В операционной Дигби ассистирует, восхищаясь каждым движением Равичандрана, но сдержанно, чтобы не мешать. В антральном отделе, чуть выше привратника, там, где желудок переходит в кишечник, обнаруживается твердое, как камень, образование; даже маленькая опухоль в этом месте довольно скоро обращает на себя внимание пациента, потому что чувство насыщения наступает уже после нескольких кусочков пищи. Рави проводит рукой по поверхности печени, затем извлекает тонкую кишку, все двадцать футов, пропуская в пальцах в поисках метастазов. Потом просматривает полость таза.
— Не распространилось. Будем делать дистальную гастрэктомию. Меняемся местами. Я буду вашим скромным помощником.
Дигби отрезает половину желудка. Когда рядом Равичандран в роли квалифицированного ассистента, деликатно улучшающего обзор и доступ, Дигби ощущает себя гораздо более умелым хирургом, чем на самом деле является. По окончании остается культя двенадцатиперстной кишки — в которую изливается желчь и панкреатический сок — и культя желудка.
— Что дальше, мой юный друг?
— Я зашью двенадцатиперстную, оставив слепую культю. Потом подошью петлю тощей кишки к остатку желудка.
Это та же привычная процедура, которую он проделывал с язвой желудка в «Лонгмер».
— Гастроеюностомия? А почему не соединить желудок напрямую с двенадцатиперстной? По Бильрот-I?[80] Почему не сохранить нормальную последовательность?
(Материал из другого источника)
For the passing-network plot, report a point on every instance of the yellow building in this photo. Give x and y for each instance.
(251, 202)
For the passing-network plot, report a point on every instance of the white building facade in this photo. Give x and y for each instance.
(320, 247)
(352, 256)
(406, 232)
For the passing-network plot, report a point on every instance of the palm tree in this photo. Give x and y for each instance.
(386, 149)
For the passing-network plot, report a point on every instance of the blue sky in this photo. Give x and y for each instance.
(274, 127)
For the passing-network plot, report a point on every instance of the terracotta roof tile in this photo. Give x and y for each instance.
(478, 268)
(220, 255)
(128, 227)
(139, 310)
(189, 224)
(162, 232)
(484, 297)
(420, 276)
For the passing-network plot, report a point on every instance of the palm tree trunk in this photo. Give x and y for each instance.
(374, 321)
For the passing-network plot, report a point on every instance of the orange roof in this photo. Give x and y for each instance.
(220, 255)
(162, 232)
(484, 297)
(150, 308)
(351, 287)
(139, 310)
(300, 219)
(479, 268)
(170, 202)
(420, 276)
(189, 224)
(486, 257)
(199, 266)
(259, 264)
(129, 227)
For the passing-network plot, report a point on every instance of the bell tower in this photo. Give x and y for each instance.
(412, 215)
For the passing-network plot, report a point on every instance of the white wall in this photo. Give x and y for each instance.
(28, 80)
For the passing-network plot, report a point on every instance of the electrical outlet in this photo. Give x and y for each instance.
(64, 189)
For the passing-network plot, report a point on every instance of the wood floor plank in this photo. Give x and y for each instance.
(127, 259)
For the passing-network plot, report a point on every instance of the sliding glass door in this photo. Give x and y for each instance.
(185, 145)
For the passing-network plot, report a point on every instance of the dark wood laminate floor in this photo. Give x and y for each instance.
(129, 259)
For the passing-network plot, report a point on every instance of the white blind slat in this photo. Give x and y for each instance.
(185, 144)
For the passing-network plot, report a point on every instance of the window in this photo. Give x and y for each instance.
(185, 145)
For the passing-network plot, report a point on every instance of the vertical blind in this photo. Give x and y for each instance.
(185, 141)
И не оставлять культи двенадцатиперстной, которая может потечь?
Дигби задумчиво складывает ладони в измазанных кровью перчатках, открытая брюшная полость ждет его решения.
— Честно говоря, — запинаясь, бормочет он, — в «Лонгмер» я делал довольно много гастроеюностомий. Мне было бы гораздо сложнее соединить то, что осталось от желудка, с травмированной двенадцатиперстной кишкой, чем сделать то, что мне привычно и что я точно смогу сделать надежно. Да, останется слепая культя двенадцатиперстной, но вероятность, что потечет, меньше, чем если бы я попытался соединить желудок с двенадцатиперстной кишкой. Своими руками.
— Отличный ответ! Наилучшая операция из возможных — это не то же самое, что наилучшая возможная операция! Разумеется, если рак вернется, все это станет неактуально. Действуйте!
Еженедельные операции с Равичандраном в Центральной больнице и есть то самое хирургическое образование, которого жаждал Дигби, когда ехал в Индию. Он подхватывает каждую жемчужину, предлагаемую блистательным хирургом, задерживается, чтобы наблюдать, как Рави оперирует с другими ассистентами. А меж тем Аавудайнаяки ждет, непоколебимая в своей уверенности, что «Джигиби-доктор» избавит ее от зоба.